救いのない物語を読んでずぅーんとしたい人
 

〈内容その他 ネタばれあり〉

まずはあらすじの前に物語の構成を。物語の構成は、下記の3段となっている。
上 先生と私、中 両親と私、下 先生と遺書。
上では先生と私の関係性を、中では両親と私の関係性を描いており、下は先生からの遺書の全文載せといったかたちになっている。

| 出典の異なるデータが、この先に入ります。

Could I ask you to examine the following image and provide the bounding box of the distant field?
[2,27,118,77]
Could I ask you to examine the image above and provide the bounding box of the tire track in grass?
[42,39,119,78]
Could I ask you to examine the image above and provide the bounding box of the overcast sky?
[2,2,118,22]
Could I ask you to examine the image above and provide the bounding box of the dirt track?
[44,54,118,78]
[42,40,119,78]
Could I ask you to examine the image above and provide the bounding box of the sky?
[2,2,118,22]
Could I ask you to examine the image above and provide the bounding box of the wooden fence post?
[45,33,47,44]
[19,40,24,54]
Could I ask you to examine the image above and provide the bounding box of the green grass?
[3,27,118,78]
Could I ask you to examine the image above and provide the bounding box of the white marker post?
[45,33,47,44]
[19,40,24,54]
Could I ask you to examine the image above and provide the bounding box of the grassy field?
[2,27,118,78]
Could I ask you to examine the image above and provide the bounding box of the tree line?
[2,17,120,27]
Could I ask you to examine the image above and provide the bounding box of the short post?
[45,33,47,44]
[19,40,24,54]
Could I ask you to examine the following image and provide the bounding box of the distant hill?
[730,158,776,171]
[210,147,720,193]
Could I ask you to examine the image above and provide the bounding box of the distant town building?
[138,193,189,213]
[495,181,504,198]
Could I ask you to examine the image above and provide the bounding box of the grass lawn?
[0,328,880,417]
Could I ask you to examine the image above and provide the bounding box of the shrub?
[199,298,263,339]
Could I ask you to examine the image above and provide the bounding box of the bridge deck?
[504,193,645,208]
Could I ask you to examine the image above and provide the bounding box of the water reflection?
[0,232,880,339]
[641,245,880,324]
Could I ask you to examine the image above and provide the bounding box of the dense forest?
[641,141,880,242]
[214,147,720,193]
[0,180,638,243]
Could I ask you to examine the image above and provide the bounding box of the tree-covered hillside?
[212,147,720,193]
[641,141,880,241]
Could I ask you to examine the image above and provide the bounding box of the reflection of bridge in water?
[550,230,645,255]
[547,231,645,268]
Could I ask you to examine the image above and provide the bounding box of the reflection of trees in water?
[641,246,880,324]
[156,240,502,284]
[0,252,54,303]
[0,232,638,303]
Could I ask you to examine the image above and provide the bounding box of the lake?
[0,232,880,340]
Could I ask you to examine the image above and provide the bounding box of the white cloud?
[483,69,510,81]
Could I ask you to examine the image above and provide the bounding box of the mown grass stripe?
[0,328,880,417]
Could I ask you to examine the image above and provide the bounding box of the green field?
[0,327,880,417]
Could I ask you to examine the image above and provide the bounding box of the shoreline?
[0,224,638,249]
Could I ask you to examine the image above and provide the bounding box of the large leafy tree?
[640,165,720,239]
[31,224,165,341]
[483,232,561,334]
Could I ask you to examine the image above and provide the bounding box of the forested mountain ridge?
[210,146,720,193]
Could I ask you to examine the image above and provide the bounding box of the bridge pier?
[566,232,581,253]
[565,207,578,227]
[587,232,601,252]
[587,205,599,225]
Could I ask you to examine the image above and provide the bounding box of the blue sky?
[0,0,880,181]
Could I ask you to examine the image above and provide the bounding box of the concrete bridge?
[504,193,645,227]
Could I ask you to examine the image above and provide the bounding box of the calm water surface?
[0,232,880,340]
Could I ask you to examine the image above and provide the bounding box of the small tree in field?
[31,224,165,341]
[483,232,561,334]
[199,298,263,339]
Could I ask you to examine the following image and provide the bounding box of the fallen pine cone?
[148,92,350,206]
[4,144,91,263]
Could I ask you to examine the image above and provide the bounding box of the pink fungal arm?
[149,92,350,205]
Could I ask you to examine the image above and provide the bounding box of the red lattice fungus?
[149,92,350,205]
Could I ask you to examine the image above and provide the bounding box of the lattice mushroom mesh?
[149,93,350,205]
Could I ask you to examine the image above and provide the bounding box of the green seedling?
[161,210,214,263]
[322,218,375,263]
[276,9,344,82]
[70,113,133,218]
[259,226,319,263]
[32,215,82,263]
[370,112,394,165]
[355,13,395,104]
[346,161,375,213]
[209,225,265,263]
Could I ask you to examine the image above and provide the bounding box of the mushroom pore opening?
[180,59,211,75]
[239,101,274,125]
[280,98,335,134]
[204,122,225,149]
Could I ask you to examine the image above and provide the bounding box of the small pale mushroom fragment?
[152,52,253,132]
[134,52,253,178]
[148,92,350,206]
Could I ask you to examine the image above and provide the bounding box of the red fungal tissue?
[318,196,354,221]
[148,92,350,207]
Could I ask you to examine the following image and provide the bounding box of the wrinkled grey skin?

あらすじは、このとても綺麗な構成をお伝えするだけで十分に事足りるくらいだ。少し付け加えるとするならば、作品中の私(書生)が慕う先生(明治期の知識人)は、友人であったKの自死から逃れらず、自らも自死の道を選ぶ。先生はその心理過程を綴った遺書を、「私の過去を善悪ともに他の参考に供するつもりです。」として、私に残すというもの。そしてこの遺書部分が、この小説の半分を占めていることからもわかるように、この小説の核となっている。
 
この小説を読んで、感想を書くのだけれども、死について考えるほかない。とりわけ自死であるけれど、まずはこの小説における死を整理する。
 
①先生の両親の死(先生が二十歳にならないころに腸チフスで)
②Kの自死 「自分は薄志弱行で到底行先の望みがないから、自殺する」
③妻の母の死
④私の父の死(病から死にいく様を描かれる)
⑤乃木大将の殉死 「西南戦争の時敵に旗を奪られて以来、申し訳のために死のう死のうと思って、つい今日まで生きていた」
⑥先生の自死
 
以上の死がこの小説で描かれるわけだけど、このうち、②、⑤、⑥が自死である。Kの死以降、Kの死は先生にずっと暗い影を投げかけ、乃木大将の殉死で先生は自死を決意するのだが、先生はなぜ自ら死ななくてはいけないのか、先生はその理由をここに書いている。遺書の中で、先生はこんな風にも書いているのだ。
 
「私は暗い人世の影を遠慮なくあなたの頭の上に投げかけて上げます。しかし恐れてはいけません。暗いものを凝と見詰めて、その中からあなたの参考になるものをお攫みなさい。」
「私の鼓動が停った時、あなたの胸に新しい命が宿る事ができるなら満足です。」
 
それでは、先生の遺書からなにを攫むのか。人それぞれに感じるところはあるだろう。
でも、私は先生の苦しい日々が終わったことに対する労いの言葉をかけたい一方で、どうして恥をさらけ出してでも、醜くても、生きて行けなかったのだと言いたい。先生は妻を大切にするあまり、その妻を何重にも裏切っていることにほかならないと思うのだ。残された妻は、遺書を託された私は、これからどうしたらいいのだ。格好なんてつけないで正直に生きること、そしてその結果として生まれる責任に向き合い、幸せになるよう努力をすること。先生にはそれができたはずだと私は思う。
 
救いのない話だとは思うけれど、国語の教科書にも載っていた遺書の部分はとても読み応えがあり、読んだことのない人なら読む価値のあるものだと思う。